I was pretty groggy, but, when I saw it was Maya, I sat up in bed and tried to look good for the boss, even with my hair all over the place and not having shaved in a couple days. I instinctively ran my fingers through my hair, but I knew it wasn’t going to make much of a difference.
“It’s ok, Hunter. It’s not like you’re going to be on camera.” She laughed a little; it is true that Maya looks different for the cameras than she does sometimes when she’s just home and no one’s gonna see her. Still, I’ve never seen Maya look like she just rolled out of bed, let alone like she couldn’t get out of bed. “I came to bring you the results of your test: all negative.”
“That’s good,” I said, “although I’m not surprised. But it’s cool.”
“Now we have to figure out how we’re going to help you out of this depression you’re in. Everyone goes through something like it. When the movie jobs dried up for me I went into quite a tailspin. But, with help, I got over it…and came up with the idea for the show. And that’s turned out pretty well, hasn’t it? There is life after depression, Hunter. Tell me about your therapist…and I hope he takes our insurance. I don’t want you paying another penny out of pocket when we pay a fortune for you to have medical insurance. I’m not going to say it was silly of you to want to hide it…it’s not the kind of thing anyone wants to admit to…and I imagine that’s even worse if you’re a man. I actually used to say I was having migraines too for a while; I don’t know why I didn’t think that you were covering up depression. Robert and I are sorry about thinking you were on drugs, but, even if we’re tucked away up here in San Marino, this is still Hollywood, and I’ve seen plenty of good-looking young men get sucked into using drugs and having promising careers come to an abrupt end.”
“You don’t have to worry about me and drugs. If nothing else, I have a friend who got into drugs and the next thing he knew he was being kept under lock and key as a slave.”
“You have some interesting friends,” Maya said. Then she said: “I don’t want to interfere with your therapy, but does your therapist have any idea what might be the underlying cause of the depression? You’re not unhappy here, are you?”
“Not at all,” I said, practically jumping up in bed. “Except for being so depressed I can’t get out of bed some days, my life’s awesome. I just wish I could enjoy it,” I added, after a pause. Then I saw the clock. If I was going to get the boys in time – and get Jacob to his game – I needed to get a move on. I felt like I could just then, so I decided to take advantage of the moment. I told Maya I wasn’t blowing her off, but I did want the chance to do my job, and she said she understood and left me alone to get myself looking presentable. They say guys are supposed to look good when they look ‘rumpled’. I was hoping that was true, although the show was on what we call one of two “short hiatuses” we have during the year, so there wouldn’t be a camera to capture me hiding behind sunglasses (I had terrible circles under my eyes – I was just glad Maya didn’t bring me more potatoes to put on them) and a Dodger hat.
The next day, at Dr. Oliver’s, I reported back that my secret was out of the bag and that Joyce, Keaton, Robert and Maya now knew I was struggling with depression. (Okay, Joyce and Keaton knew a while ago, but I didn’t know they knew.)
“How does that make you feel?”
“Honestly? Relieved. It was also getting pretty dangerous with Maya and Robert: I was right when I said I thought they thought I was using drugs so much that I couldn’t get out of bed.”

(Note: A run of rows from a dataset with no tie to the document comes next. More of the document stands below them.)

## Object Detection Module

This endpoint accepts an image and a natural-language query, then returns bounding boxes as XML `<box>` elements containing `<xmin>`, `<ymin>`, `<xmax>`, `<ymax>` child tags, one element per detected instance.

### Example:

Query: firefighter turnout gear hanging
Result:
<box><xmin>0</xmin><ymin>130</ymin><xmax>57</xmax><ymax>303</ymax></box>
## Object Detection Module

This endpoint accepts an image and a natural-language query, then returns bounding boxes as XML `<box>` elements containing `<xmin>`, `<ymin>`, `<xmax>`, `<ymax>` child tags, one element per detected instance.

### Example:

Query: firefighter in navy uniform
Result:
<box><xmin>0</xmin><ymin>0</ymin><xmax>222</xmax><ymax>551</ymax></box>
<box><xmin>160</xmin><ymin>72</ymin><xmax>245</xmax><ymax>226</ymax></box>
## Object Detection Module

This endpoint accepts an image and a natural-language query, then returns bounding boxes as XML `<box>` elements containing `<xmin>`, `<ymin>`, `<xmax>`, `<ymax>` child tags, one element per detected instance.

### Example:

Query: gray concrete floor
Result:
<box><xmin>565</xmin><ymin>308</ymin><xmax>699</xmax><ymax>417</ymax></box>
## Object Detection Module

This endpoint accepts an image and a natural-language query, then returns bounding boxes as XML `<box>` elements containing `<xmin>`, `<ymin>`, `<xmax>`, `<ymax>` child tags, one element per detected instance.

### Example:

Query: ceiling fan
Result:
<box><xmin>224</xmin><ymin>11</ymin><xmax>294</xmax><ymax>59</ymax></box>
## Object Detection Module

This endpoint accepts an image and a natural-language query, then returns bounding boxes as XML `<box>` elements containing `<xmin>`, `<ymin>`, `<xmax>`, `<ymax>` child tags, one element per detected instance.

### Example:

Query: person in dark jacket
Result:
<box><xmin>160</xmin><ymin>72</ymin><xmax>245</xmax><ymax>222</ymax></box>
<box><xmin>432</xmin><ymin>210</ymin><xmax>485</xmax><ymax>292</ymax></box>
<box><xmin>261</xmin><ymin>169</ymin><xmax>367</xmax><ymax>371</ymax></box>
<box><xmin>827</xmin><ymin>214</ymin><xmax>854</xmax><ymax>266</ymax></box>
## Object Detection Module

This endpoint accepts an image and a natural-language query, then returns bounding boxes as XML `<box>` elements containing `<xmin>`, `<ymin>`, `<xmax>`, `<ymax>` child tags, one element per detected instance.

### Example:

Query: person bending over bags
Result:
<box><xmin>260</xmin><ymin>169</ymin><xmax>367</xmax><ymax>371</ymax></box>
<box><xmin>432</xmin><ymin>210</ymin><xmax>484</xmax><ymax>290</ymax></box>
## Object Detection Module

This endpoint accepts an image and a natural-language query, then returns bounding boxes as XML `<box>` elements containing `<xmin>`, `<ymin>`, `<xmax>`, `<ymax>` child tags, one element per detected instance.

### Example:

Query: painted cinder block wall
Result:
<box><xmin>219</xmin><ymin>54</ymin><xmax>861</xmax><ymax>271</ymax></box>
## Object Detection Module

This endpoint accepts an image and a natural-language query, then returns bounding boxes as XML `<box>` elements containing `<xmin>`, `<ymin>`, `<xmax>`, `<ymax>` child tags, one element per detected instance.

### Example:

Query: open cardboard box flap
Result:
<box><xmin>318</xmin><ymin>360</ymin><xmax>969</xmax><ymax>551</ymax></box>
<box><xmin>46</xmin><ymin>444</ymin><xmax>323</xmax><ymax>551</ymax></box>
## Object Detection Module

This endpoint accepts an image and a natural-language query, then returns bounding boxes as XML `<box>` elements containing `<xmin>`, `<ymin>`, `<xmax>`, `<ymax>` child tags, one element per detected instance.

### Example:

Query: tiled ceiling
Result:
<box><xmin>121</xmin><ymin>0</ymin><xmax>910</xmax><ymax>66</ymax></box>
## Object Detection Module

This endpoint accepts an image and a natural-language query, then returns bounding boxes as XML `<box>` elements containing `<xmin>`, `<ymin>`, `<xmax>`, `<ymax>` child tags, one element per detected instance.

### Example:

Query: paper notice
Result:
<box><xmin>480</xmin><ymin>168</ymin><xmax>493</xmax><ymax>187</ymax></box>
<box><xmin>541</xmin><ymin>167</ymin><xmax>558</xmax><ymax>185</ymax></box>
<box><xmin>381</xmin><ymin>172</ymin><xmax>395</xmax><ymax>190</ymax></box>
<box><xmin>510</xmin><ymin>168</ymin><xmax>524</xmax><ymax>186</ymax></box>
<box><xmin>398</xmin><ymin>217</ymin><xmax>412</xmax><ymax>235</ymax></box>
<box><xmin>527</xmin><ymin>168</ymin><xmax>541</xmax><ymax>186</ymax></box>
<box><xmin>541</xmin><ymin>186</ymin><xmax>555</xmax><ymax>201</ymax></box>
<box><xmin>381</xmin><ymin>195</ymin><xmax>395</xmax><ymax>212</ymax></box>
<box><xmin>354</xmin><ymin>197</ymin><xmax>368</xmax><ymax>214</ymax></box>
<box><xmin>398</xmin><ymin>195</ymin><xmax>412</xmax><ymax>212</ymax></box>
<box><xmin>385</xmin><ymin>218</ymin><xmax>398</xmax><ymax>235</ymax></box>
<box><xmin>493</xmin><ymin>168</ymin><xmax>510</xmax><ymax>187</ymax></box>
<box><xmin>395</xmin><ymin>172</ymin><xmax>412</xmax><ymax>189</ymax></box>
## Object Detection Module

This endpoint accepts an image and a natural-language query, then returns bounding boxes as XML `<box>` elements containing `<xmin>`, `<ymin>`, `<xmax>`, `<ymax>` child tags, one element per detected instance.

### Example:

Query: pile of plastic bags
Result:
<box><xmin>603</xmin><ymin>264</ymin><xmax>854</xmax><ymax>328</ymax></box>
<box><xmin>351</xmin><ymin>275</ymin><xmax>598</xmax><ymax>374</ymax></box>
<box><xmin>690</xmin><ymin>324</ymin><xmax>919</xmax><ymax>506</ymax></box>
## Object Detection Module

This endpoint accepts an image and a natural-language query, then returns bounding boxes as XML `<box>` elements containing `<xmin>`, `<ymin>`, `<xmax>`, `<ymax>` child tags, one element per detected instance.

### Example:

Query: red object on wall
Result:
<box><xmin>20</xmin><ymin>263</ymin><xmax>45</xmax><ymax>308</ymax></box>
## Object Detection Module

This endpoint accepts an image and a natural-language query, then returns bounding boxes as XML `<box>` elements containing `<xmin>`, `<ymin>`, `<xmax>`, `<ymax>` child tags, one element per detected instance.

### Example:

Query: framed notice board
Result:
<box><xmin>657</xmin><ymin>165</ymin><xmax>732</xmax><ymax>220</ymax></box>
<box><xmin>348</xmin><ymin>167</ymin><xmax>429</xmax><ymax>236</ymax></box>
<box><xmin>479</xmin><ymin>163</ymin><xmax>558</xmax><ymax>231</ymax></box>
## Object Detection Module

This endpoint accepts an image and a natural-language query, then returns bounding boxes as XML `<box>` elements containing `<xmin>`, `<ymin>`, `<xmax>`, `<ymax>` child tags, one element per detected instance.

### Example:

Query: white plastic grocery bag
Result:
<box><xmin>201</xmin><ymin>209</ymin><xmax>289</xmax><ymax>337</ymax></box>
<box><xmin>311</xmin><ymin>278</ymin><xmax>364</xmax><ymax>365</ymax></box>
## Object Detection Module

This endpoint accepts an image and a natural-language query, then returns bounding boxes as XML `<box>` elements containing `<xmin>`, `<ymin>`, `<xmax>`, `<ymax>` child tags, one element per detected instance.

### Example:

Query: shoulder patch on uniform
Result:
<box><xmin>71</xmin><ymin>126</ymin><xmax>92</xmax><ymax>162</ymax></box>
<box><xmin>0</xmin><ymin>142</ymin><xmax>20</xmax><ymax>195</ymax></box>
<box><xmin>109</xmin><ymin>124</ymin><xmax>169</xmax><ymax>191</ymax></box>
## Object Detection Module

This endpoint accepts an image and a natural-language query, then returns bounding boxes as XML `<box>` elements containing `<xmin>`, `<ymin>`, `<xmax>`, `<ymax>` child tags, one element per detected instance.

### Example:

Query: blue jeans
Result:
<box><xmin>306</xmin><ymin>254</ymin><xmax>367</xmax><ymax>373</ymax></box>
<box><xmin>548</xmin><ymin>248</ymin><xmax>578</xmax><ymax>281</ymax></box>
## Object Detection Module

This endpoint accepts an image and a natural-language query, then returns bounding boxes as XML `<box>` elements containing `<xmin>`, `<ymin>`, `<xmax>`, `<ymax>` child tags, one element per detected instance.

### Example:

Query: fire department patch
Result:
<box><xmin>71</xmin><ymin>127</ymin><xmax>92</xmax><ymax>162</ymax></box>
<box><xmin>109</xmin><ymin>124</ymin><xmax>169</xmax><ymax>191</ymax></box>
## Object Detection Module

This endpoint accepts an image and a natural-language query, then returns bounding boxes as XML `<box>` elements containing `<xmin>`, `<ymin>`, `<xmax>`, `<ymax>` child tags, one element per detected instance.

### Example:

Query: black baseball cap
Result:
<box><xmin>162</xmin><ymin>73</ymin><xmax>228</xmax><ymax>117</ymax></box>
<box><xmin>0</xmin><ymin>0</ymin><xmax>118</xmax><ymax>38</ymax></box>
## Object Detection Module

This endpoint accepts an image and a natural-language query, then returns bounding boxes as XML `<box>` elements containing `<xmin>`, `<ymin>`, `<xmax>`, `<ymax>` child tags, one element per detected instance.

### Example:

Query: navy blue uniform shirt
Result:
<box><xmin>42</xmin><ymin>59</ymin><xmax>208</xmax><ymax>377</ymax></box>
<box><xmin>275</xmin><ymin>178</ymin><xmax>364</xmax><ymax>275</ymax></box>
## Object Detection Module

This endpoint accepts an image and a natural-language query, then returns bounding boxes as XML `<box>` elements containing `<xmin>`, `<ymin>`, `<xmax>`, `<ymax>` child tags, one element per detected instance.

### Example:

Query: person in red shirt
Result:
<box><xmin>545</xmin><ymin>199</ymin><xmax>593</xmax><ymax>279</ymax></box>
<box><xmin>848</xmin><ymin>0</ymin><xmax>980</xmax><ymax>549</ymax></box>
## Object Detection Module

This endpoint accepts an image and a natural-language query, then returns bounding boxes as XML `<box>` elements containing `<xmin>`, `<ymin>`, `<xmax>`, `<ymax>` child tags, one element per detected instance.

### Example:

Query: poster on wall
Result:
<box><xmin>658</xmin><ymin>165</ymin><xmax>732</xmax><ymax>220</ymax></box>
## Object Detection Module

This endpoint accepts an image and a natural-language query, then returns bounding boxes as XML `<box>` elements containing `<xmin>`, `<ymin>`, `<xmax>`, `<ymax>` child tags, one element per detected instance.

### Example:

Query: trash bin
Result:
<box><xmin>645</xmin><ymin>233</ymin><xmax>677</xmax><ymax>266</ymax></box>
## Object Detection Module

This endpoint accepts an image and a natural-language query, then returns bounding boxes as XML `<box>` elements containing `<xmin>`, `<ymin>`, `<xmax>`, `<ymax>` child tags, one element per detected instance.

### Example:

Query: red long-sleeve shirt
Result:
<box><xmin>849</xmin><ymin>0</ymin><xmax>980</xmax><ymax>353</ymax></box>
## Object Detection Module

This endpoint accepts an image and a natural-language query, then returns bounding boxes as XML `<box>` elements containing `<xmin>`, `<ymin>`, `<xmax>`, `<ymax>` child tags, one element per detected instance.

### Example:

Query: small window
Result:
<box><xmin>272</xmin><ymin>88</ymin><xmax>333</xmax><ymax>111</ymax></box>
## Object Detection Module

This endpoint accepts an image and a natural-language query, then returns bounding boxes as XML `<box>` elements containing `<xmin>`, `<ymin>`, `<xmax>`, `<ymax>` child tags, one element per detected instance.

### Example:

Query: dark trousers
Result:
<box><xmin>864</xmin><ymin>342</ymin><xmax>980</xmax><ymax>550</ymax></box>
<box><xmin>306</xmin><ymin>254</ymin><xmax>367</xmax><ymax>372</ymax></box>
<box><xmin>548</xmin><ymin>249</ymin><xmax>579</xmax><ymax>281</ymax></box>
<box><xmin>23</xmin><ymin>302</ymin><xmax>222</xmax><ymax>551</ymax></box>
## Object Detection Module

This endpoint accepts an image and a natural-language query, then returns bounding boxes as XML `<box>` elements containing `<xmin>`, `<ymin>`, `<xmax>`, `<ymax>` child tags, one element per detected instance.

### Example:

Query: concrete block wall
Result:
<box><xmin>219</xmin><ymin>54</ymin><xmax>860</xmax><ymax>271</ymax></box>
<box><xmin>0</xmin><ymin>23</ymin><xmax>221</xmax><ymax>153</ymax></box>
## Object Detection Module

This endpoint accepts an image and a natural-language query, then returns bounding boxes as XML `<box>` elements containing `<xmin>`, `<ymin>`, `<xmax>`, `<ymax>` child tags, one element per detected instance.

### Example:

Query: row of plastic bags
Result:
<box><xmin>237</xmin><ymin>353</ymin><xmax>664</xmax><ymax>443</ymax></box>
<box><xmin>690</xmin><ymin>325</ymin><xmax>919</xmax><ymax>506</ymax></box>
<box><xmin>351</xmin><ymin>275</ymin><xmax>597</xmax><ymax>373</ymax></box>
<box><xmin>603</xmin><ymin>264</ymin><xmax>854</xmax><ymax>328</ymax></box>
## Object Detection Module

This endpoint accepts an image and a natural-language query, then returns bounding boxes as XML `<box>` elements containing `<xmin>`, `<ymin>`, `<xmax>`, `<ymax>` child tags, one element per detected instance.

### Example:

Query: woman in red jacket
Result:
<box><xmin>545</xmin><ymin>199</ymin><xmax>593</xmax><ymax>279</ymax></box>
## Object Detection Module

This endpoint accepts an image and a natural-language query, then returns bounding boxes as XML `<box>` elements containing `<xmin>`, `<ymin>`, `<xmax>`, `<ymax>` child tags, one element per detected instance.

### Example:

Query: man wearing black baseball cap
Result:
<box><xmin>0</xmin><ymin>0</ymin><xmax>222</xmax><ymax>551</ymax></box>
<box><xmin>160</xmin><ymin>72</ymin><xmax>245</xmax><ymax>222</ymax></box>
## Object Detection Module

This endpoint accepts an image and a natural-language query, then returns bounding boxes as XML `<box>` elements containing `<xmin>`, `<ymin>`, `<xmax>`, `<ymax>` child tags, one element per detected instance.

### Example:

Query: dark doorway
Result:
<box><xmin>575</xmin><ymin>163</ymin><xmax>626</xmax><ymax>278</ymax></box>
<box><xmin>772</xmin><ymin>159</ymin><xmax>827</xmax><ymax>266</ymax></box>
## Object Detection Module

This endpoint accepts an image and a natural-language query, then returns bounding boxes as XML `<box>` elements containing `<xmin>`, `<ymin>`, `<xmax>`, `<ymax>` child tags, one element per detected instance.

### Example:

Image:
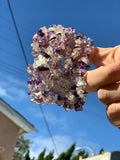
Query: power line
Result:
<box><xmin>0</xmin><ymin>47</ymin><xmax>22</xmax><ymax>59</ymax></box>
<box><xmin>7</xmin><ymin>0</ymin><xmax>58</xmax><ymax>155</ymax></box>
<box><xmin>7</xmin><ymin>0</ymin><xmax>28</xmax><ymax>66</ymax></box>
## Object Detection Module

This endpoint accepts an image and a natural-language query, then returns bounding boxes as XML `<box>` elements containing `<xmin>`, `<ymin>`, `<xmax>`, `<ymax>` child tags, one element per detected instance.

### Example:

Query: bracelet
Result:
<box><xmin>27</xmin><ymin>25</ymin><xmax>93</xmax><ymax>111</ymax></box>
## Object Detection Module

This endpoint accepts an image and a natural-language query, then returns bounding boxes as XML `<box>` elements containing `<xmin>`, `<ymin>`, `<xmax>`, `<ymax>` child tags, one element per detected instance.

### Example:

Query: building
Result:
<box><xmin>84</xmin><ymin>151</ymin><xmax>120</xmax><ymax>160</ymax></box>
<box><xmin>0</xmin><ymin>98</ymin><xmax>37</xmax><ymax>160</ymax></box>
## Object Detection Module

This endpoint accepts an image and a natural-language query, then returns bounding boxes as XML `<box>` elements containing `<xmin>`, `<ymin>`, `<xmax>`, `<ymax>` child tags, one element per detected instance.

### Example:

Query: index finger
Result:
<box><xmin>89</xmin><ymin>45</ymin><xmax>120</xmax><ymax>67</ymax></box>
<box><xmin>84</xmin><ymin>62</ymin><xmax>120</xmax><ymax>92</ymax></box>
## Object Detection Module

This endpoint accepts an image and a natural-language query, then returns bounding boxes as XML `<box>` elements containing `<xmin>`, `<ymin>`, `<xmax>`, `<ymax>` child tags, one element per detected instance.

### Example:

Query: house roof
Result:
<box><xmin>0</xmin><ymin>98</ymin><xmax>37</xmax><ymax>135</ymax></box>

“Do you feel ashamed now that people know?”
“Not too much,” I answered. “It’s better off this way. I’m still not ready to tell my parents, though. And I definitely don’t want it to become public knowledge.”
“It might make an interesting segment on the show. Mental Health Awareness Month is coming up in May.” Dr. Oliver didn’t mention that Men’s Mental Health Awareness Month was in June, and, although it hasn’t gotten to be a segment on the show, it did get me back to blogging…as y’all can see.